ÖZET: 5996 sayılı Veteriner Hizmetleri, Bitki Sağlığı, Gıda ve Yem Kanunu’nun 24. madde-sinin dördüncü fıkrasına aykırı olarak faaliyetini sürdürdüğü gerekçesiyle, davacı adına 5996 sayılı Kanun’un 40. maddesinin birinci fıkrasının  (l) bendi uyarınca verilen idari para cezasına karşı yapılan itirazın, ürünlerin toplatılmasına ilişkin olarak verilen karar  hakkında ayrıca dava açılmış olsa dahi, Kabahatler Kanunu’nun 3 ve 27/1. maddesi hükümleri uyarınca ADLİ YARGI YERİNDE çözümlenmesi gerektiği hk.

 

 

 

 

K  A  R  A  R

           

 

            Davacı            : K.Gıda Tarım Hayvancılık Emlak Nakliye İnşaat Tic. ve San. Ltd. Şti.

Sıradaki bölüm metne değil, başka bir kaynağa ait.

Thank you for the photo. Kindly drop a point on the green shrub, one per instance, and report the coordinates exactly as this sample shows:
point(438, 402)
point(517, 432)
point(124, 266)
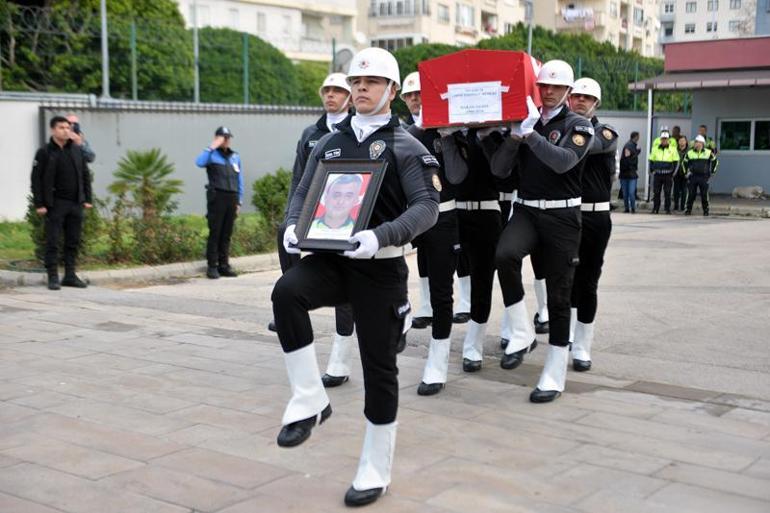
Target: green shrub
point(270, 194)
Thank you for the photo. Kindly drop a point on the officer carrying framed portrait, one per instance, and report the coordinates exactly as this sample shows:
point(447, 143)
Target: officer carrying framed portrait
point(339, 203)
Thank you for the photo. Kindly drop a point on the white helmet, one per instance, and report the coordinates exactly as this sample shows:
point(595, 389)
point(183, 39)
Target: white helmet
point(411, 83)
point(589, 87)
point(375, 62)
point(556, 72)
point(334, 80)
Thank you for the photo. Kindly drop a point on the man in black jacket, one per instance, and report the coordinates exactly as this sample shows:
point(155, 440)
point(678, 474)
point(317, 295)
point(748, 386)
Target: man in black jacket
point(61, 188)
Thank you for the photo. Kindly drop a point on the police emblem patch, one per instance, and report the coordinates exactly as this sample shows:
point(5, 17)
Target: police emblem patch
point(436, 183)
point(554, 136)
point(376, 149)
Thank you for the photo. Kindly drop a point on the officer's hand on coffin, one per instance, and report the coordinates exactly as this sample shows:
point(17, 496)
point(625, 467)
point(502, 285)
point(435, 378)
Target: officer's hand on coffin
point(290, 240)
point(367, 245)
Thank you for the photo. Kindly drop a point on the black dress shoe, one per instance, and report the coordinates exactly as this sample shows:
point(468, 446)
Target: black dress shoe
point(471, 365)
point(429, 389)
point(461, 318)
point(355, 497)
point(72, 280)
point(541, 328)
point(295, 433)
point(581, 365)
point(401, 344)
point(513, 360)
point(330, 381)
point(53, 282)
point(543, 396)
point(227, 272)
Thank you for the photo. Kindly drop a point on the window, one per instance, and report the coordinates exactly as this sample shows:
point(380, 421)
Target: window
point(443, 13)
point(761, 135)
point(466, 15)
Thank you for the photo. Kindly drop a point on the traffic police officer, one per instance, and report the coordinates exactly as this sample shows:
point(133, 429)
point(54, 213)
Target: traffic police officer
point(700, 164)
point(224, 197)
point(597, 176)
point(547, 148)
point(371, 278)
point(663, 161)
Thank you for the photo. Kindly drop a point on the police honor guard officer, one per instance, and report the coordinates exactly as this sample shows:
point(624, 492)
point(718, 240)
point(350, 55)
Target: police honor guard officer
point(371, 278)
point(597, 176)
point(547, 149)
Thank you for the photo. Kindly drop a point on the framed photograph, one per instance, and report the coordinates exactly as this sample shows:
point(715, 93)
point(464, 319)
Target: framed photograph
point(339, 203)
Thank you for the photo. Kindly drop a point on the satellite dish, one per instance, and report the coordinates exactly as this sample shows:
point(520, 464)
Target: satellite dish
point(342, 60)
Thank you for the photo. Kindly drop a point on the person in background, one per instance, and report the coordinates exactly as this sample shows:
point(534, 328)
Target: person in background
point(629, 163)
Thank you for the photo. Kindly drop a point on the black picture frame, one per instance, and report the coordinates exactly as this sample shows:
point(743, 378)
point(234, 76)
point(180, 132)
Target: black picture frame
point(310, 227)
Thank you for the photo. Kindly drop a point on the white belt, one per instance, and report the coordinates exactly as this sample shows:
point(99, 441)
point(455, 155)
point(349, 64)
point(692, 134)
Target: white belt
point(549, 204)
point(392, 251)
point(595, 207)
point(479, 205)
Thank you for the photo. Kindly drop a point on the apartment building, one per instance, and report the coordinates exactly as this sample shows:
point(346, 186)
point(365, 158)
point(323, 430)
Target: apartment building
point(626, 24)
point(301, 29)
point(697, 20)
point(394, 24)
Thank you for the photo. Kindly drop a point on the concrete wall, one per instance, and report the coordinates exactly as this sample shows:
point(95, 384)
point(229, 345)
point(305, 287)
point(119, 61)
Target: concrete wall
point(736, 168)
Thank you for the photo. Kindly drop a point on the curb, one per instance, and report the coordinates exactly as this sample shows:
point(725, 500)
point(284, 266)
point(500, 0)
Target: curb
point(244, 264)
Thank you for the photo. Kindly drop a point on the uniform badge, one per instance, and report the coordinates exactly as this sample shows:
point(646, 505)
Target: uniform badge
point(436, 183)
point(376, 149)
point(554, 136)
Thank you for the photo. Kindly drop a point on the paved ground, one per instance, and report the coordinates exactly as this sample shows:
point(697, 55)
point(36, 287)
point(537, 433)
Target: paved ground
point(168, 399)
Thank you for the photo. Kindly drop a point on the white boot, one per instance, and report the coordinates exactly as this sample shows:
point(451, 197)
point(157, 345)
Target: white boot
point(581, 347)
point(341, 356)
point(464, 294)
point(542, 300)
point(376, 461)
point(554, 375)
point(473, 345)
point(425, 310)
point(437, 365)
point(308, 397)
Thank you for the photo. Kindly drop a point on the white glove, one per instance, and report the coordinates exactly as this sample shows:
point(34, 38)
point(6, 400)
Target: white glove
point(290, 238)
point(367, 245)
point(446, 132)
point(527, 126)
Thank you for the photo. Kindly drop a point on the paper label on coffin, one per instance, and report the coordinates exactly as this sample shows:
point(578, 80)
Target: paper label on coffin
point(475, 102)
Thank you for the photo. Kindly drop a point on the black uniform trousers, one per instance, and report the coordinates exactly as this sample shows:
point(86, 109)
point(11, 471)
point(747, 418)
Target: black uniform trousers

Vekili              : Av. Z. H. E.

            Davalı             : Sivas Valiliği

Vekili              : Av. A.K.

 

           O L A Y          : Sivas Valiliği İl Gıda, Tarım ve Hayvancılık Müdürlüğü’nün 10.4.2018 gün ve  59266069- 858 E.1092727  sayılı  İdari Yaptırım (Para Cezaları) konulu yazısı ile, Kayseri/Kocasinan  İlçe Gıda, Tarım ve Hayvancılık Müdürlüğü kontrol  görevlilerince  5.2.2018  tarihinde, Zümrüt Mah. Kadir Has Cad. No:82/A  Kocasinan/Kayseri  adresinde faaliyet gösteren “K. Gıda İnş.Teks. Tic. ve San. Ltd. Şti.” adlı işletmede yapılan  denetimde,  Sağır Mah. Organize Sanayi Bölgesi  No:32 Şarkışla/Sivas adresinde bulunan davacıya ait işletmede üretilen “C. Eritme Yağlı Peyniri” adlı şahit numune hakkının kullanılmadığı üründe ilk analiz  sonucunda (SKT:01.12.2018, Parti No:00088) bitkisel yağ, benzoik ve sorbik asit tespit edildiği, böylece gıda üretiminde taklit tağşiş yapılarak faaliyette bulunulduğundan bahisle, 5996 sayılı Veteriner Hizmetleri, Bitki Sağlığı, Gıda ve Yem Kanunu’nun 24. maddesinin  dördüncü fıkrasına aykırı olarak faaliyetini sürdürdüğü gerekçesiyle, 5996 sayılı Kanun’un  40. maddesinin  birinci fıkrasının (l) bendi uyarınca adına  18.381 TL idari para cezası verildiği davacıya bildirilmiştir.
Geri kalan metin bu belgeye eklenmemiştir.